Getting The Public Invested In Science

FundScience Blog

Welcome to the FundScience Blog. This page was created to bring you the news of our venture by the FundScience team (Category: FundScience News) as well as interesting subjects that are related to education and science. We welcome and encourage comments and discussions on the posted topics. If you are a writer and are interested in posting please contact us. If you are a reader we hope that you sign-up for a feed of our blog and/or a quarterly collection of the published articles in an easy to read and pass to friends PDF format.

We hope you stay with us as we develop this exciting project!
The FundScience Team

Blackwell’s proof of Wald’s identity

04.29.11 by mraginsky

Every once in a while you come across a mathematical argument of such incredible beauty that you feel compelled to tell the whole world about it. This post is about one such gem: David Blackwell’s 1946 proof of Wald’s identity on the expected value of a randomly stopped random walk. In fact, even forty years after the publication of that paper, in a conversation with Morris DeGroot, Blackwell said: “That’s a paper I’m still very proud of. It just gives me pleasant feelings every time I think about it.”
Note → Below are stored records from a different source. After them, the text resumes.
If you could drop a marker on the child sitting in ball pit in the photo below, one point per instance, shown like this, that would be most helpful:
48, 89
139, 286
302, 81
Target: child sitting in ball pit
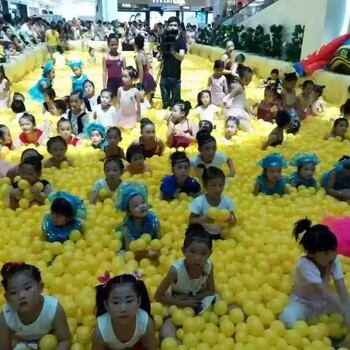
33, 189
208, 156
214, 183
231, 128
180, 181
340, 128
306, 166
337, 181
181, 131
64, 129
96, 133
113, 168
136, 160
28, 315
57, 147
311, 296
113, 138
150, 143
132, 199
205, 110
276, 136
271, 182
123, 312
29, 152
79, 78
66, 213
190, 280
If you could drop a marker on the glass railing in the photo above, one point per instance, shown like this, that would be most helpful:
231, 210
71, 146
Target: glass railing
254, 7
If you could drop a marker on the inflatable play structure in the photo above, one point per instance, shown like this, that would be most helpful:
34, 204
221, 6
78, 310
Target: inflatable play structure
335, 56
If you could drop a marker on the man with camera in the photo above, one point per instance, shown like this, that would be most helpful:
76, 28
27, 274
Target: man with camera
173, 49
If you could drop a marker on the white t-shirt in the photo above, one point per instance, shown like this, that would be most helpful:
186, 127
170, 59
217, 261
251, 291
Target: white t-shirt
41, 326
106, 118
218, 161
200, 206
206, 113
104, 324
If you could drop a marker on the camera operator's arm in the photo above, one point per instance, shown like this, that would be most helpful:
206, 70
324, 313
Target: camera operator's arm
179, 56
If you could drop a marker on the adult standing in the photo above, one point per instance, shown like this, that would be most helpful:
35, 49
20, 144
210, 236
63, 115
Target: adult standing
142, 65
173, 52
227, 59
Let {X^\infty = (X_1,X_2,\ldots)} be a sequence of independent real-valued random variables with common mean {\mu}. Let {\tau} be a stopping time, i.e., a random variable taking values in {{\mathbb N}}, such that the occurrence or nonoccurrence of the event {\{\tau=n\}} is determined only by {X^n := (X_1,\ldots,X_n)}. We say that Wald’s identity holds for the pair {(X^\infty,\tau)} if

\displaystyle  \mathop{\mathbb E}\left[ X_1 + \ldots + X_\tau\right] = \mu \cdot \mathop{\mathbb E} \tau.

The first result of this type has appeared in the seminal paper of Abraham Wald on sequential hypothesis testing (hence the name), and it can be stated as follows:

Theorem 1 Assume that {X_1,X_2,\ldots} are i.i.d., {\mathop{\mathbb E} |X_i| = \mathop{\mathbb E} |X_1| < \infty}, and {\mathop{\mathbb E} \tau < \infty}. Then Wald’s identity holds for the pair {(X^\infty,\tau)}.

The standard proof of this theorem uses martingale arguments. In 1946, David Blackwell found a beautiful proof that uses only Kolmogorov‘s Strong Law of Large Numbers (SLLN) and its converse. Since the latter is, perhaps, less well known than the former, I will just give both for convenience (see, e.g., Chapter 12 in Probability With Martingales by David Williams):

  1. SLLN: Let {U_1,U_2,\ldots} be i.i.d. with {\mathop{\mathbb E} |U_i| = \mathop{\mathbb E} |U_1| < \infty} for all {i}. Then

    \displaystyle  	\lim_{n \rightarrow \infty} \frac{U_1 + \ldots + U_n}{n} = \mathop{\mathbb E} U_1 \qquad \text{a.s.}

  2. Converse to SLLN: If {U_1,U_2,\ldots} are i.i.d. with {\mathop{\mathbb E} |U_i| = \mathop{\mathbb E} |U_1| = \infty}, then

    \displaystyle  	\lim_{n \rightarrow \infty} \frac{U_1 + \ldots + U_n}{n} \text{ does not exist a.s.}

Blackwell’s proof

Let us define recursively a sequence of random variables {\tau_1,\tau_2,\ldots} as follows. Let {\tau_1 = \tau}. Then, assuming {\tau_1,\ldots,\tau_k} have been defined, let

\displaystyle  \tau_{k+1} = \tau(X_{\tau_1+\ldots+\tau_k+1}, X_{\tau_1 + \ldots + \tau_k + 2},\ldots).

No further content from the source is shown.